Did you check the day-month of your current birthday, or the day of the year? My birthday is April 8; that's the 98th day of the year (most years), which would be April 14 in the new calendar.
Starting the week on Monday seems more common than Sunday for most countries, I believe France does. And China and Japan name their days literally "Day 1" for Monday, ... "Day 6" for Saturday, and "Day Sun" for Sunday.
This is wrong. Saturday in Japanese is 土曜日, which is like "Earth day".
There's also "Sun day"(Sunday), "Moon day"(Monday), "Fire day"(Tuesday), "Water day"(Wednesday), "Tree day"(Thursday), "Gold day"(Friday), "Earth day"(Saturday). So your claim is wrong in Japanese for every day except Sunday.

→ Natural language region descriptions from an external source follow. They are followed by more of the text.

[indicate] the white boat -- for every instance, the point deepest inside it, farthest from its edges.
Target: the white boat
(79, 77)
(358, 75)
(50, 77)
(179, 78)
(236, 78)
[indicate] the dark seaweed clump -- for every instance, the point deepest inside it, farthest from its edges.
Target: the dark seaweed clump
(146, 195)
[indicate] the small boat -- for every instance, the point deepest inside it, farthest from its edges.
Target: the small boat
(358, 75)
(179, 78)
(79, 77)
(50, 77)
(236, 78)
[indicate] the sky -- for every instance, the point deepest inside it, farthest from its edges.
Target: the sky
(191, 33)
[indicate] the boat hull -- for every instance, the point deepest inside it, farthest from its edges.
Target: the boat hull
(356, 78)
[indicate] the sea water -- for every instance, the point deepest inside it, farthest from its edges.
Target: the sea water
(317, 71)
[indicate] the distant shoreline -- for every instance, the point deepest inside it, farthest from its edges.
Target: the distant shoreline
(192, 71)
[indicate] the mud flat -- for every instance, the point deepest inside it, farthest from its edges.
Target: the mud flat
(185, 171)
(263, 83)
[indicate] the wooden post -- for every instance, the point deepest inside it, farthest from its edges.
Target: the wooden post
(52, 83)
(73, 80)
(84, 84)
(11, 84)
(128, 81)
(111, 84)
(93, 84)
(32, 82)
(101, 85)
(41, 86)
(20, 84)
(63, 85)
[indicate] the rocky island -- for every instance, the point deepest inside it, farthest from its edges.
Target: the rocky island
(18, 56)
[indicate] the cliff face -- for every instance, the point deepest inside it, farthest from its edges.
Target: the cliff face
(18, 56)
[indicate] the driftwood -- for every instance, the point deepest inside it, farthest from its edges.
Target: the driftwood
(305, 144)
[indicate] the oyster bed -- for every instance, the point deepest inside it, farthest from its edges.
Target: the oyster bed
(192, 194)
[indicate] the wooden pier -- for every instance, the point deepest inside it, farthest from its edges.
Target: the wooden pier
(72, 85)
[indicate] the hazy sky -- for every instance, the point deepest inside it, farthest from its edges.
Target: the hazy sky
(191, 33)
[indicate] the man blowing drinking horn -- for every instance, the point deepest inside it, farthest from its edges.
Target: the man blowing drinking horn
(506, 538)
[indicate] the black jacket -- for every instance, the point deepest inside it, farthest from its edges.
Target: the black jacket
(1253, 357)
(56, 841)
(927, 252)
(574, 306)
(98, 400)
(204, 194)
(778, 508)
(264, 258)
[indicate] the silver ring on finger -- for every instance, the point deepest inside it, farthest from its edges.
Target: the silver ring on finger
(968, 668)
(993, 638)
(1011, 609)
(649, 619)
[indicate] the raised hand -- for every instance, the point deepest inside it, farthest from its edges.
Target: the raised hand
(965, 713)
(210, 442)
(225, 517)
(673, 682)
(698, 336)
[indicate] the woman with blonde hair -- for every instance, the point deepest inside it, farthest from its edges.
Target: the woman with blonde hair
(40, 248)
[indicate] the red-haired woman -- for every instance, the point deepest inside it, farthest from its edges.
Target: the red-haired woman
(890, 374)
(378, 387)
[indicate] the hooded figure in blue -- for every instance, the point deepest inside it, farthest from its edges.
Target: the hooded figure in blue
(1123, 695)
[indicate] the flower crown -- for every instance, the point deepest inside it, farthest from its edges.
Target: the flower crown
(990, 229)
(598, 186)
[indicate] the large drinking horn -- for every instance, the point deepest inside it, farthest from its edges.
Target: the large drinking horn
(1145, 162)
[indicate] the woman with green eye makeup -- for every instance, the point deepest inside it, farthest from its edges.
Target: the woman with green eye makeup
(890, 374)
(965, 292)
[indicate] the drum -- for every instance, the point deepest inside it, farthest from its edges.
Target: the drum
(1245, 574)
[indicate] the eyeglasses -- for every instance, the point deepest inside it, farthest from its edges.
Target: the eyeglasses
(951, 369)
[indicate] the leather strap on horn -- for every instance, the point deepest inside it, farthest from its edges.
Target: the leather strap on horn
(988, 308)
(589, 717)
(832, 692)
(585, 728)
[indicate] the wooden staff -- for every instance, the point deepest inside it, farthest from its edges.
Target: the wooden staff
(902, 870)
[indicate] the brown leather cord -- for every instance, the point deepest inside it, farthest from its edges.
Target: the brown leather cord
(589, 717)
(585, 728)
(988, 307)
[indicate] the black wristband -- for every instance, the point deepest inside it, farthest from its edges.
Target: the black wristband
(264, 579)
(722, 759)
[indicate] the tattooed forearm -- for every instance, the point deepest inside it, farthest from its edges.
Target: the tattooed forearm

If you see something written like 四日("4 day"), this refers to the day of the month not the day of the week(for Japanese).
Chinese uses the numbers for days of the week, so 星期一,星期二,星期三,星期四,星期五,星期六,星期日 for Monday to Sunday. They can use 周 or 礼拜 instead of 星期.
I remembered Japanese copied the Chinese at something there, but, whoops, it was the names of the planets that were copied. So the Chinese names of Mars(火星), Mercury(水星), Jupiter(木星), Venus(金星), and Saturn(土星) are copied onto the same days as planets that Romance languages name their days after.